John List received his PhD from the University of Wyoming and is currently the Kenneth C. Griffin Distinguished Service Professor of Economics at the University of Chicago after holding positions at the University of Central Florida, the University of Arizona and the University of Maryland. Prof. List has been at the forefront of environmental economics and has served as senior economist on the President's Council of Economic Advisors for Environmental and Resource Economics. He is also a Research Associate at the National Bureau of Economic Research, a Research Fellow at the Institute for the Study of Labor (IZA), and a University Fellow at Tilburg University in the Netherlands. However, List is best known as one of the world's leading experts on experimental economics. He received the Kenneth Galbraith Award in 2010 and the 2008 Arrow Prize for Senior Economists for his research on Behavioural Economics through field experiments.

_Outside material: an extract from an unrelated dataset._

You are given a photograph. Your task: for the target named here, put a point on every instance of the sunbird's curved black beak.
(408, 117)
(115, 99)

In 2013, he published, together with Uri Gneezy, The Why Axis: Hidden Motives and the Undiscovered Economics of Everyday Life
His website is amazing… In there you will find various areas that his research has touched. You just have to click on the funniest images ever, to see his research. Check it out here
List, along with Chicago economist Steven Levitt and Harvard economist Roland Fryer, and funded by Chicago philanthropists Kenneth and Anne Griffin, has established the Griffin Early Childhood Centre. This program focuses on understanding how best to educate the nation's youth. Additionally, List continues to be active in the field of environmental economics with recent field experiments on environmental technology adoption.

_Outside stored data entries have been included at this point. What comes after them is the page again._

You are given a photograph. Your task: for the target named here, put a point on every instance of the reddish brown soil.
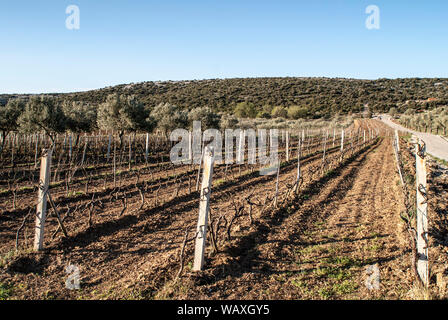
(315, 245)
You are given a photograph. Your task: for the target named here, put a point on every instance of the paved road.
(435, 145)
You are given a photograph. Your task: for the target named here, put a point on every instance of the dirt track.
(321, 250)
(435, 145)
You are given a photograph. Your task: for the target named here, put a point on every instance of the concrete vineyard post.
(201, 235)
(241, 145)
(422, 211)
(42, 199)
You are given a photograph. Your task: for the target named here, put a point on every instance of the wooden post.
(324, 153)
(85, 149)
(422, 211)
(41, 209)
(130, 153)
(70, 143)
(334, 136)
(206, 186)
(190, 148)
(342, 144)
(299, 150)
(35, 151)
(147, 147)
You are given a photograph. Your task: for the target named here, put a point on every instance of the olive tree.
(80, 117)
(43, 113)
(9, 115)
(124, 114)
(169, 117)
(209, 119)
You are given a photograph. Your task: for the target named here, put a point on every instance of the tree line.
(118, 113)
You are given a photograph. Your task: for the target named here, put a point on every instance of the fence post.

When he was a kid, he used to buy sports cards at the local grocery store from the money he made cutting the neighbour’s grass, shovelling snow, and delivering newspapers. Over time, he amassed a huge collection and started to buy, sell and trade them at the big conventions. When he was in college and had to fund his own research, he decided to test economic theory while doing his hobby. His first several papers were all about bargaining and market structure and discrimination at sports card shows. He is still a sports card enthusiast, but he spends most of his free time coaching his children’s athletic teams nowadays.